At least four African countries have given its citizens Chinese vaccines or secured vaccines from Chinese developers as of Tuesday, with talks on cooperation underway in more countries. Despite the challenges involved, observers noted that China is striving to help the continent fill the immunity gap rather than hoard doses. 

So far, none of the main, Western vaccines has yet been administered in Africa, almost two months after the first doses were rolled out in Europe, as BBC reported.

Gray channels emerge

One of China's mainstream vaccine producer which preferred not to be named, told the Global Times that bilateral orders of COVID-19 vaccines still dominate, as many governments of developing countries who seek for a more affordable, easier transported vaccine came to the Chinese producers. However, China's vaccine export rules require government approval, leaving much of the demand not yet satisfied.

As the fight for vaccines heats up, black ways and scalpers are born.

Pfizer's and Moderna's vaccines sell at staggering prices on the dark web, media reported. Japanese media also revealed that vaccines from China's Sinopharm were illegally smuggled into Japan for local dignitaries. 

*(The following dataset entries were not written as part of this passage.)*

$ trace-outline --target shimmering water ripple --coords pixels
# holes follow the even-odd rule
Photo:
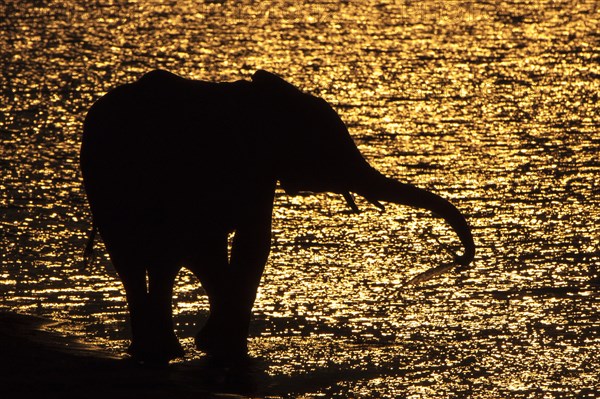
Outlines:
[[[264,68],[330,101],[380,170],[452,199],[479,250],[471,268],[410,286],[448,260],[443,223],[280,193],[251,338],[273,378],[265,394],[596,397],[599,11],[575,0],[4,2],[0,305],[122,352],[125,303],[104,251],[78,265],[85,111],[152,68],[221,81]],[[192,353],[208,303],[184,272],[176,297]]]

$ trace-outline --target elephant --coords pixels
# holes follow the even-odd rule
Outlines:
[[[454,260],[468,265],[475,256],[454,205],[378,172],[325,100],[264,70],[221,83],[154,70],[117,86],[85,117],[80,166],[92,214],[85,258],[97,232],[125,289],[128,353],[141,363],[183,355],[172,316],[182,267],[209,301],[197,348],[248,356],[277,184],[291,196],[341,194],[354,211],[353,194],[382,209],[392,202],[429,210],[464,247]]]

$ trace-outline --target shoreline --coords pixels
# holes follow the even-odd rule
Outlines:
[[[3,397],[246,397],[239,392],[253,396],[252,376],[246,381],[232,380],[228,378],[231,368],[215,367],[207,359],[145,367],[75,337],[46,330],[52,323],[36,316],[0,312]]]

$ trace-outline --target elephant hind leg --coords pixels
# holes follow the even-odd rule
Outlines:
[[[169,361],[183,357],[184,351],[173,326],[173,286],[179,268],[160,265],[148,271],[148,333],[145,357],[155,361]]]
[[[172,296],[177,267],[134,254],[111,251],[112,263],[123,282],[131,320],[127,352],[137,361],[164,364],[183,356],[173,331]],[[156,267],[147,265],[156,264]]]
[[[135,258],[122,256],[110,250],[107,243],[112,264],[125,288],[125,297],[131,322],[131,344],[127,353],[135,357],[138,348],[143,346],[146,327],[146,308],[148,301],[148,288],[146,284],[146,269]]]

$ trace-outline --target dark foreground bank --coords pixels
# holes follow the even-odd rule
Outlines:
[[[260,380],[209,360],[143,367],[46,330],[51,323],[0,313],[0,397],[240,398]]]

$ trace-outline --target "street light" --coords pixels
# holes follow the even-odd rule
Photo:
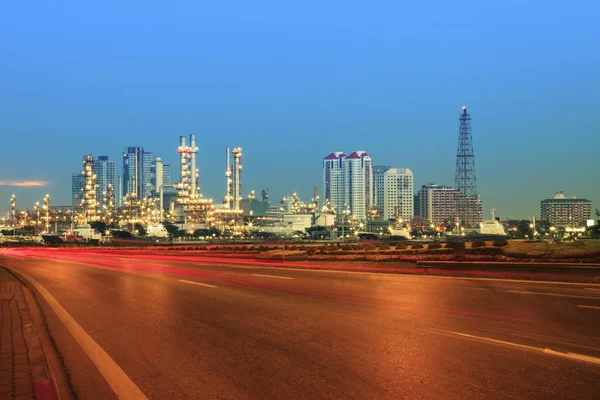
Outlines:
[[[344,225],[346,225],[346,216],[350,214],[350,208],[348,204],[344,204],[344,211],[342,211],[342,240],[344,240]]]
[[[40,202],[39,201],[35,202],[35,214],[36,214],[35,224],[36,224],[36,226],[39,226],[40,225]]]

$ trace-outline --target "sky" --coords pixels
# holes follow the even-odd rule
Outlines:
[[[68,205],[84,154],[121,170],[143,146],[177,170],[196,133],[200,186],[224,196],[321,188],[331,151],[453,184],[473,118],[484,212],[539,215],[563,191],[600,208],[595,1],[103,1],[0,5],[0,212]],[[173,174],[175,177],[177,173]]]

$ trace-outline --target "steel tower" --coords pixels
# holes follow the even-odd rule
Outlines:
[[[471,134],[471,115],[467,113],[467,107],[462,108],[462,114],[459,118],[454,186],[457,190],[456,217],[458,222],[467,226],[479,223],[475,153],[473,152],[473,136]]]

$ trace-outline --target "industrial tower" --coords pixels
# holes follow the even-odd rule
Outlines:
[[[83,198],[81,199],[83,223],[87,224],[98,219],[98,202],[96,194],[98,184],[96,182],[96,174],[94,173],[94,156],[88,154],[83,157],[83,171],[81,174],[84,178]]]
[[[471,115],[462,108],[459,118],[458,149],[456,151],[456,218],[462,226],[475,226],[481,222],[481,203],[475,179],[475,153],[471,134]]]

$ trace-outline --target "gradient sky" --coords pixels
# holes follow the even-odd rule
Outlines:
[[[215,200],[226,145],[244,195],[275,201],[308,201],[330,151],[453,184],[463,105],[486,216],[539,215],[559,190],[600,207],[596,1],[88,3],[0,6],[1,211],[12,193],[69,204],[86,153],[119,172],[141,145],[176,169],[191,132]]]

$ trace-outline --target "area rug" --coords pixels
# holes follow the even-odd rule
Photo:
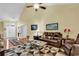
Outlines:
[[[33,40],[16,48],[5,50],[5,56],[66,56],[64,50],[45,42]]]

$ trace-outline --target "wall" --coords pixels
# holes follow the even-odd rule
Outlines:
[[[0,34],[3,34],[3,22],[0,21]]]
[[[76,38],[79,33],[79,4],[47,6],[46,10],[39,9],[37,12],[33,8],[24,8],[20,22],[27,24],[30,36],[36,33],[36,31],[31,31],[31,24],[37,24],[39,32],[43,33],[48,31],[45,27],[46,24],[58,22],[59,30],[52,30],[52,32],[59,31],[65,37],[64,29],[70,28],[70,37]]]

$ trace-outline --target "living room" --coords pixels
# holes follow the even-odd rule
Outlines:
[[[3,5],[5,5],[5,4],[3,4]],[[12,6],[14,6],[14,5],[15,6],[19,5],[19,7],[21,6],[19,20],[14,21],[16,18],[14,18],[13,15],[10,14],[13,18],[5,17],[3,20],[0,21],[1,39],[3,38],[5,40],[8,38],[8,40],[3,41],[3,43],[5,42],[3,51],[6,49],[5,56],[17,56],[17,54],[18,54],[18,56],[30,56],[30,55],[31,56],[36,56],[36,55],[38,55],[38,56],[76,55],[77,56],[77,55],[79,55],[79,52],[72,53],[72,50],[71,50],[72,48],[70,48],[68,51],[65,51],[65,52],[67,52],[67,53],[65,53],[63,51],[63,49],[64,50],[67,50],[67,49],[62,47],[62,46],[65,46],[65,45],[63,45],[64,44],[63,41],[66,41],[68,39],[68,41],[71,43],[72,41],[73,42],[76,41],[76,39],[78,39],[78,37],[79,37],[78,36],[78,33],[79,33],[79,31],[78,31],[79,30],[79,28],[78,28],[79,4],[38,3],[37,5],[40,8],[36,8],[36,9],[33,8],[33,6],[35,5],[34,3],[26,3],[26,4],[17,3],[17,4],[8,4],[8,5],[6,4],[6,6],[9,8],[10,7],[12,8]],[[18,9],[18,10],[20,10],[20,9]],[[7,26],[11,26],[12,28],[7,27]],[[7,29],[6,31],[4,30],[5,28]],[[47,32],[46,37],[49,36],[47,39],[48,41],[52,41],[52,40],[50,40],[50,36],[51,36],[51,39],[53,39],[54,38],[53,35],[56,35],[55,34],[56,32],[61,33],[61,35],[60,35],[61,37],[56,38],[55,42],[60,43],[57,40],[61,39],[62,43],[60,43],[60,44],[62,46],[57,47],[58,45],[56,45],[54,47],[53,45],[48,45],[47,43],[50,43],[50,42],[48,42],[47,40],[43,40],[43,38],[45,38],[44,37],[45,32]],[[57,35],[59,37],[59,34],[57,34]],[[36,36],[35,40],[34,40],[34,36]],[[41,39],[40,36],[43,41],[38,40],[38,39]],[[11,40],[11,39],[16,39],[13,37],[17,38],[17,42],[15,41],[17,44],[15,44],[15,42],[13,42]],[[26,49],[28,47],[27,45],[29,45],[28,42],[30,42],[31,46],[33,44],[37,43],[37,45],[35,45],[34,48],[38,47],[38,45],[42,45],[42,51],[40,52],[41,54],[39,54],[38,48],[36,48],[37,51],[35,51],[32,47],[31,47],[32,48],[31,52],[29,52],[30,54],[28,54],[26,51]],[[54,41],[52,43],[54,44]],[[73,44],[71,44],[71,45],[73,45]],[[78,43],[77,43],[77,45],[78,45]],[[19,47],[24,48],[22,50],[22,54],[20,52],[18,52],[17,54],[12,54],[14,52],[12,52],[11,49],[15,49],[15,51],[17,52],[17,48],[19,48]],[[52,49],[51,50],[52,53],[47,52],[50,50],[49,48]],[[77,50],[74,50],[74,51],[78,51],[78,49],[79,48],[77,47]],[[9,50],[11,50],[11,51],[8,52]],[[20,50],[18,50],[18,51],[20,51]],[[23,51],[26,51],[25,54],[23,54]],[[45,51],[45,52],[43,52],[43,51]]]

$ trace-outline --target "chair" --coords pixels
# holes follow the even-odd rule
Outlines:
[[[79,34],[77,35],[74,43],[66,42],[63,44],[63,49],[65,53],[69,56],[79,56]]]

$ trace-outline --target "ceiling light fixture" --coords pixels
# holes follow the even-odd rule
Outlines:
[[[39,9],[39,4],[34,4],[34,9],[37,11]]]
[[[33,5],[28,5],[28,6],[26,6],[26,8],[33,7],[35,11],[38,11],[39,8],[46,10],[46,7],[43,6],[43,5],[41,5],[41,4],[42,4],[42,3],[35,3],[35,4],[33,4]]]

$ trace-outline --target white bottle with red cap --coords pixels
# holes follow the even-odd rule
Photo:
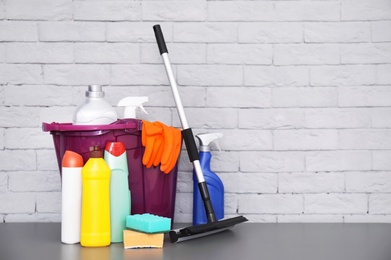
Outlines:
[[[108,142],[104,159],[111,170],[110,178],[110,228],[111,242],[123,242],[126,217],[130,215],[130,190],[128,160],[122,142]]]
[[[61,242],[65,244],[80,242],[81,169],[83,165],[83,157],[80,154],[65,151],[61,171]]]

A source close to Sinopharm told the Global Times that overseas Chinese had approached employees of Sinopharm's subsidiaries, asking them to help with vaccine purchases at a price per dose three times normal. The source said such scalpers are also common in the vaccine industry in many other countries including the Southeast Asia and Middle East countries.

Appeal for multilateralism 

The WHO has urged an end to bilateral vaccine deals, saying the world faces a "catastrophic moral failure" because of unequal COVID-19 vaccine policies. Tedros called for a full commitment to the global vaccine-sharing mechanism COVAX, which is scheduled to start small-scale deliveries in February. 

The Gavi, a COVAX coordinator and alliance dedicated to giving vaccines to developing countries, said it plans to provide 150 million doses by the end of March. It had raised $6 billion of the $7 billion that it has sought in 2021 to help finance deliveries to 92 developing nations.

Chinese COVID-19 vaccine developers - Sinovac, Sinopharm and CanSinoBio - have submitted applications to join the WHO's COVAX plan. But a representative of Sinovac told the Global Times that application approval needs time as the WHO has to first inspect the firm's vaccine production line and go through a rigorous review and assessment before getting WHO's prequalification, as requested by WHO's Emergency Use List (EUL). 

Industry insiders told the Global Times that COVAX's funding and vaccine shortage remains a concern, as many of the pre-ordered vaccines may not arrive on time.

Feng Duojia, president of the China Vaccine Industry Association, noted that currently the most urgent problem is a shortage of vaccines, if not unfair allocation. 

The world may need about 10 billion doses of COVID-19 vaccines. As global producers go into full production, the demand may be met by the end of 2021, Feng predicted. 

Tao Lina, a Shanghai-based vaccine expert, said that the WHO should consider drafting guidelines on doses on quantity for each country based on their population, and guide them to share excessive ones to poorer countries. "Unfortunately, the WHO is an agency that provides professional advice, not mandatory oversight."

"It's not necessary for a country to buy so many doses at once as it will take months to administer them, the vaccines sitting in stockpiles, while other countries struggling to find their first shots for even their key groups, Tao said.